A mulher chegou ao consultório chateada, chorando. Desabafou na sala de espera, reclamou de si mesma, criticando-se por ter caído no conto do vigário. Tentava, de modo incompreensível, explicar que ali, ao lado da clínica, fora enganada e perdera 2 mil reais. A consulta dela seria a próxima. A atendente bloqueou os telefones, dizendo-se disponível para qualquer eventualidade, se deveria chamar a polícia. Outra pessoa também se ofereceu para ajudar, mas ela continuou estranha, indefinida. Poucos minutos depois, o médico a chamou. Ela se assustou e caiu ao chão, desmaiada. Depois que melhorou, comentou com ele que o impacto emocional da queda foi o constrangimento de passar por “mané”.
A preocupação em não passar por bobo, ser feito de tonto, é típica da maioria das pessoas. Elas não querem ser enganadas, manobradas, controladas. Sentir-se-ão muito envergonhadas caso sejam interpretadas como tolas, bisonhas.
Essa gente também se exalta de orgulho e pretensão quando está do outro lado, onde se sente o esperto, aquele capaz de iludir, enganar os outros.

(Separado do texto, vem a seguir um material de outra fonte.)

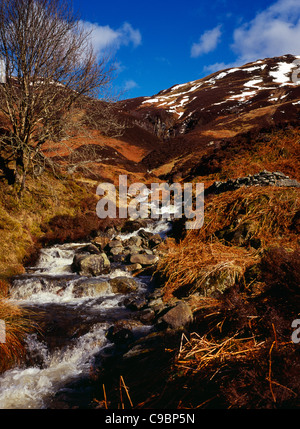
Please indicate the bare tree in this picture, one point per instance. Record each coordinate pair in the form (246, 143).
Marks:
(50, 69)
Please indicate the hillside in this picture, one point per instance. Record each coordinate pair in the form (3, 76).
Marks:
(195, 119)
(237, 278)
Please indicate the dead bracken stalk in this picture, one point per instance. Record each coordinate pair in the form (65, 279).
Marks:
(198, 351)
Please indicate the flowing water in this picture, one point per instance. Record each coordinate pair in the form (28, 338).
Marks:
(73, 329)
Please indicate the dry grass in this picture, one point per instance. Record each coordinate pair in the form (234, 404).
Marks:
(199, 352)
(17, 325)
(278, 150)
(203, 258)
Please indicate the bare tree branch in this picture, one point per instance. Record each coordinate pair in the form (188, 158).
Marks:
(50, 70)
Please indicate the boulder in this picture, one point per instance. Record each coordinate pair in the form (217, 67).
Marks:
(179, 316)
(135, 225)
(123, 285)
(115, 243)
(135, 303)
(133, 267)
(143, 259)
(101, 242)
(134, 241)
(91, 288)
(91, 265)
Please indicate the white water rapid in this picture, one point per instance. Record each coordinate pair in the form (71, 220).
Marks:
(76, 327)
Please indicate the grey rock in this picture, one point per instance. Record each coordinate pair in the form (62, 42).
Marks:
(144, 259)
(123, 285)
(179, 316)
(91, 288)
(91, 265)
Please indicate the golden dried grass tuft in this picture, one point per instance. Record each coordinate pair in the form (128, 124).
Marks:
(202, 255)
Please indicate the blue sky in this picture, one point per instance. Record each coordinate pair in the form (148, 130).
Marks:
(157, 44)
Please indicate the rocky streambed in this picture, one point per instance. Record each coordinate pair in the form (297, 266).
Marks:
(96, 304)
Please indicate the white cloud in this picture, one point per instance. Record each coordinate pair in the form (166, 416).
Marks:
(207, 42)
(104, 37)
(130, 84)
(273, 32)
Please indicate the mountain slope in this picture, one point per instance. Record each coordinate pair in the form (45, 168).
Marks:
(190, 120)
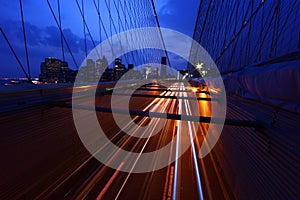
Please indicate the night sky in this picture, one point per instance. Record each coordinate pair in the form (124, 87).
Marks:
(43, 34)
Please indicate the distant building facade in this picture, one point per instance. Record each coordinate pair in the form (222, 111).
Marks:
(56, 71)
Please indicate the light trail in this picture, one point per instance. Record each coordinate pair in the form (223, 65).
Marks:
(192, 135)
(175, 182)
(155, 122)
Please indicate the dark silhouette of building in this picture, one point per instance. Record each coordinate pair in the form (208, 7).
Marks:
(101, 65)
(56, 71)
(163, 67)
(119, 69)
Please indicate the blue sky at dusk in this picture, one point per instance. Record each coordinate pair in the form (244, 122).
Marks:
(43, 35)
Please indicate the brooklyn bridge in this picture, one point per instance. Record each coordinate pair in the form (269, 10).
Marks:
(131, 99)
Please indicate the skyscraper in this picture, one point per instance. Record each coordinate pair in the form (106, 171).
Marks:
(163, 67)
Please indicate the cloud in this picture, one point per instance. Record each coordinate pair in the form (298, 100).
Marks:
(163, 7)
(42, 42)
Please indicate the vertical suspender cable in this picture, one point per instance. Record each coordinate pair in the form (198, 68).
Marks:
(13, 51)
(60, 30)
(25, 42)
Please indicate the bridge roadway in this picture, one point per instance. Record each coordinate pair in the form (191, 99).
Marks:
(44, 158)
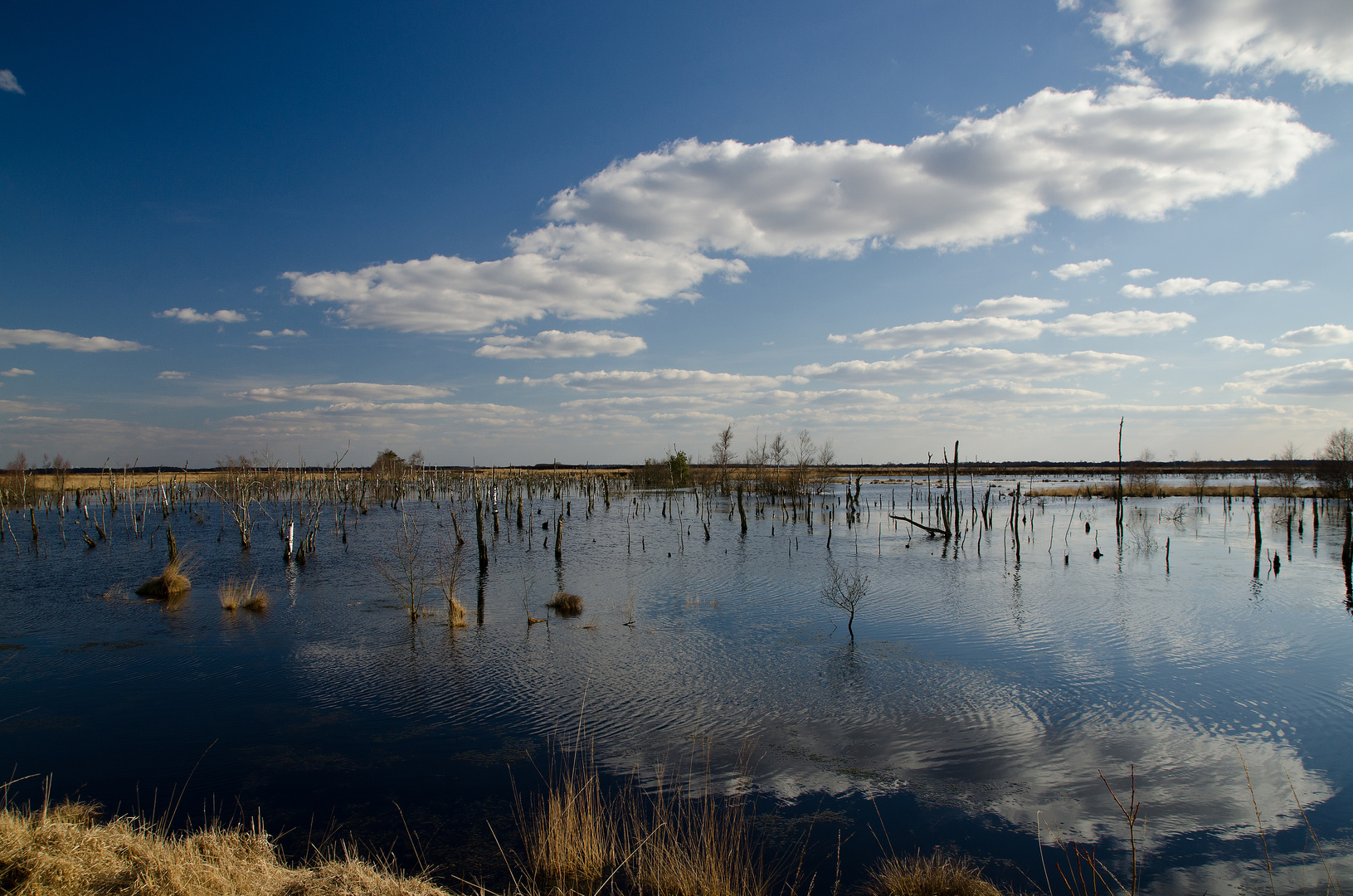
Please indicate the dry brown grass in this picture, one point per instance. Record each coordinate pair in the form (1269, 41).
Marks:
(579, 840)
(64, 850)
(237, 595)
(172, 582)
(935, 874)
(566, 604)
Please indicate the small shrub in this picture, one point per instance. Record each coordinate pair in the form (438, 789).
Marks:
(932, 874)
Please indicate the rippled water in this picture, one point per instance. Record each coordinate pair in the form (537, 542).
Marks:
(979, 703)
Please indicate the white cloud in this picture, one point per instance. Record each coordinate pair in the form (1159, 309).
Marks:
(971, 363)
(1121, 323)
(1132, 150)
(559, 344)
(1192, 286)
(1003, 329)
(1001, 390)
(1232, 344)
(1321, 334)
(55, 338)
(1312, 377)
(1261, 37)
(572, 272)
(1125, 68)
(935, 334)
(194, 315)
(341, 392)
(1078, 268)
(645, 227)
(664, 377)
(1016, 306)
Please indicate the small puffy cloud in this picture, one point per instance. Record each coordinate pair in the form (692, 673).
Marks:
(1126, 70)
(935, 334)
(1121, 324)
(559, 344)
(1260, 37)
(192, 315)
(971, 363)
(1078, 268)
(1232, 344)
(1185, 286)
(656, 225)
(1134, 291)
(69, 341)
(1312, 377)
(1312, 336)
(1016, 306)
(341, 392)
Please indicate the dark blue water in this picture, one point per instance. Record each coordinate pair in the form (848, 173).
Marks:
(976, 707)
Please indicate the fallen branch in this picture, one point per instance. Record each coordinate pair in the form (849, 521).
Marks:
(920, 525)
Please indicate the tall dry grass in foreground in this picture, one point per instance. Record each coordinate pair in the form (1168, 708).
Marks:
(64, 850)
(582, 840)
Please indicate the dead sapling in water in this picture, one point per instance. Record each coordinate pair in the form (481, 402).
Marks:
(407, 566)
(450, 562)
(846, 592)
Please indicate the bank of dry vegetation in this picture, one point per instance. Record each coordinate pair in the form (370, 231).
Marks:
(66, 850)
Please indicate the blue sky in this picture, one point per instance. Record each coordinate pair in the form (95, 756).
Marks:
(591, 231)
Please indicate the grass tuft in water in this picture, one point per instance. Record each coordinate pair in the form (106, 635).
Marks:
(237, 595)
(935, 874)
(171, 582)
(566, 604)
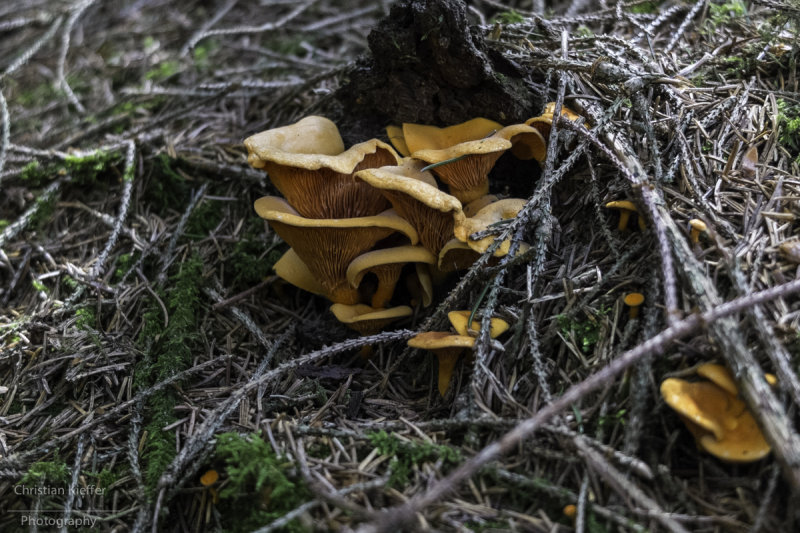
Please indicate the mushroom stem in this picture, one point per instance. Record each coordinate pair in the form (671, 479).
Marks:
(387, 280)
(447, 362)
(624, 216)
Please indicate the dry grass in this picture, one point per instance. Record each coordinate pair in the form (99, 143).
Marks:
(140, 319)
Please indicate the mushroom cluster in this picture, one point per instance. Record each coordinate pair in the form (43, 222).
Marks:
(355, 217)
(718, 419)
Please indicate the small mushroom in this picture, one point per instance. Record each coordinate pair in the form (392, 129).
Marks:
(626, 208)
(497, 326)
(328, 246)
(448, 347)
(491, 214)
(415, 197)
(544, 122)
(633, 300)
(720, 422)
(367, 320)
(697, 227)
(386, 264)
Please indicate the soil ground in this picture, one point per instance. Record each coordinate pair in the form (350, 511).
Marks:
(146, 345)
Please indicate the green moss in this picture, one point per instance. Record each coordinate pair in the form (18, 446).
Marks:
(167, 351)
(789, 127)
(586, 332)
(260, 486)
(646, 8)
(166, 188)
(51, 473)
(163, 70)
(85, 318)
(248, 264)
(407, 454)
(206, 216)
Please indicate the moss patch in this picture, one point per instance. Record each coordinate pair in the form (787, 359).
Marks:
(260, 486)
(167, 350)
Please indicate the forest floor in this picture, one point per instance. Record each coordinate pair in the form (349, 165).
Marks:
(156, 375)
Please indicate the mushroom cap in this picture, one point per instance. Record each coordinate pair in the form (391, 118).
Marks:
(465, 167)
(526, 141)
(702, 403)
(328, 246)
(438, 340)
(721, 423)
(743, 444)
(422, 137)
(633, 299)
(456, 255)
(322, 186)
(698, 224)
(399, 255)
(395, 134)
(447, 348)
(292, 269)
(486, 216)
(472, 208)
(622, 204)
(311, 135)
(458, 319)
(415, 197)
(720, 376)
(209, 478)
(367, 320)
(544, 122)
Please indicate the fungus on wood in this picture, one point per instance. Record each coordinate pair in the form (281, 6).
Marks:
(426, 65)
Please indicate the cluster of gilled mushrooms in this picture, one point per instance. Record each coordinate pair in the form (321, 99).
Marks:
(371, 210)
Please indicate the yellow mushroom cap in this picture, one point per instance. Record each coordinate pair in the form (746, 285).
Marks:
(700, 403)
(633, 299)
(486, 216)
(745, 443)
(421, 137)
(292, 269)
(328, 246)
(209, 478)
(527, 142)
(386, 264)
(458, 319)
(415, 197)
(465, 167)
(447, 348)
(622, 204)
(721, 423)
(456, 255)
(311, 135)
(367, 320)
(698, 225)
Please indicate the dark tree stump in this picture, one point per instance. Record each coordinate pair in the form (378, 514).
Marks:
(426, 66)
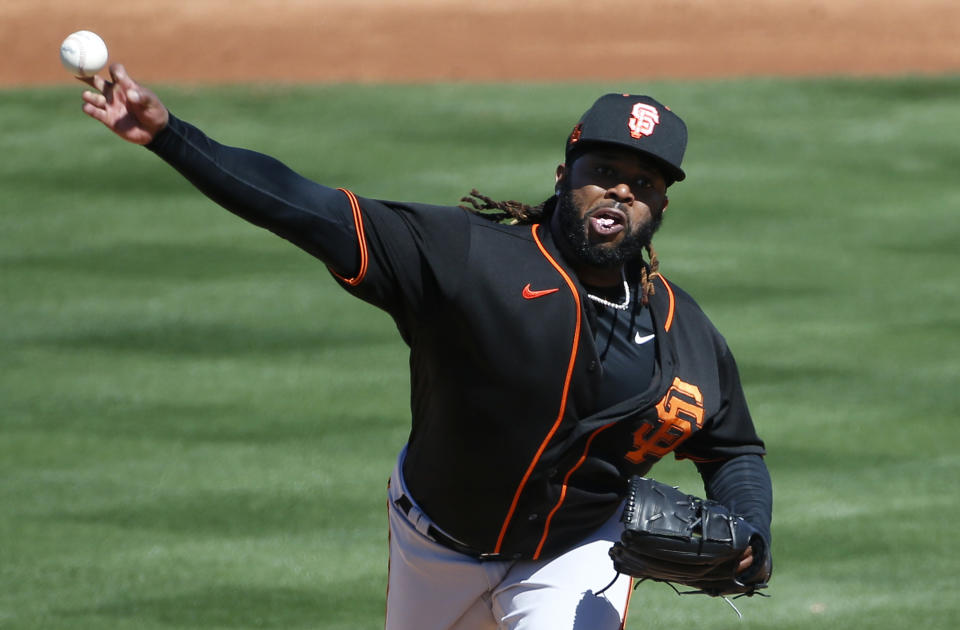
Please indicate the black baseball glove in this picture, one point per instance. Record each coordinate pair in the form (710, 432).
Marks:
(673, 537)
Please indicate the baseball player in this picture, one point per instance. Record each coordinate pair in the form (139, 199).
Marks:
(550, 360)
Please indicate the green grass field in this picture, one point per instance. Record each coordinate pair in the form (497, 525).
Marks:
(196, 424)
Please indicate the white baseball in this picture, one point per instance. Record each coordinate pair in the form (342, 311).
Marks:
(83, 53)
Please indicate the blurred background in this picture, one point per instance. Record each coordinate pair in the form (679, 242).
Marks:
(197, 424)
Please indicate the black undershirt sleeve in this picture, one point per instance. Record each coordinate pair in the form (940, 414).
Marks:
(743, 485)
(265, 192)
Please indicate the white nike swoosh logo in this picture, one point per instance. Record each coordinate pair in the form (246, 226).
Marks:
(642, 340)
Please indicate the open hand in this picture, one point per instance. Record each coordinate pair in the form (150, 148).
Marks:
(126, 108)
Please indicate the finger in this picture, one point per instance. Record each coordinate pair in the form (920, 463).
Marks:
(132, 90)
(95, 112)
(96, 82)
(94, 98)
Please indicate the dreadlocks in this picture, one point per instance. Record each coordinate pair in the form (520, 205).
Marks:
(509, 212)
(518, 213)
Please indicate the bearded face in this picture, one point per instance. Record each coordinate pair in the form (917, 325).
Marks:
(575, 221)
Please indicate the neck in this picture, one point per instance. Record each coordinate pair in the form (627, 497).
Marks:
(599, 276)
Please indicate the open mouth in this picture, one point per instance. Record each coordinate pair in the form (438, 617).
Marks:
(607, 222)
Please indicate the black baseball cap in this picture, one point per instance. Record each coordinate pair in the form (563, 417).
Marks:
(636, 122)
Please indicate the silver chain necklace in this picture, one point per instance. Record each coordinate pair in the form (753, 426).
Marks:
(626, 296)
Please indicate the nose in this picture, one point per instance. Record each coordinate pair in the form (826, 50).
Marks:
(621, 192)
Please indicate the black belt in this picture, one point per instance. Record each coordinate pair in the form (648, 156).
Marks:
(405, 504)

Essa dinâmica ruim, que alterna vencedor pretensioso e perdedor inferiorizado, está na contramão da vida satisfatória, útil e saudável. Cria exageros, polarizações extremistas, abusivas e violentas entre adversários.
As boas disputas esportivas amenizam esse panorama. Elas são uma criação inteligente, evoluída, pois sublimam as emoções negativas e proporcionam competições sadias e construtivas.
Nas contendas da política, em que há ditames democráticos e ordem conciliatória, mesmo no clímax de uma data eleitoral, temos bom enfrentamento, semelhante ao do esporte.
No entanto, é muito fácil desviar-se do caminho pertinente. Os adversários vão se tornando rivais pesados, inimigos, entrando no circuito nocivo e destrutivo.
O centenário sociólogo francês Edgar Morin inspira o escritor e terapeuta brasileiro Humberto O. Mariotti com reflexões sobre a complexidade do pensamento, a potencialidade da inteligência e do conhecimento.
Dessas elaborações, sugerimos que há três maneiras de o homem aproveitar seus potenciais: uma, a melhor, em que deles se serve para chegar à sabedoria; outra, a intermediária, em que os usa para alcançar uma perspicácia escrupulosa; e a terceira, a pior, em que atinge uma esperteza maliciosa.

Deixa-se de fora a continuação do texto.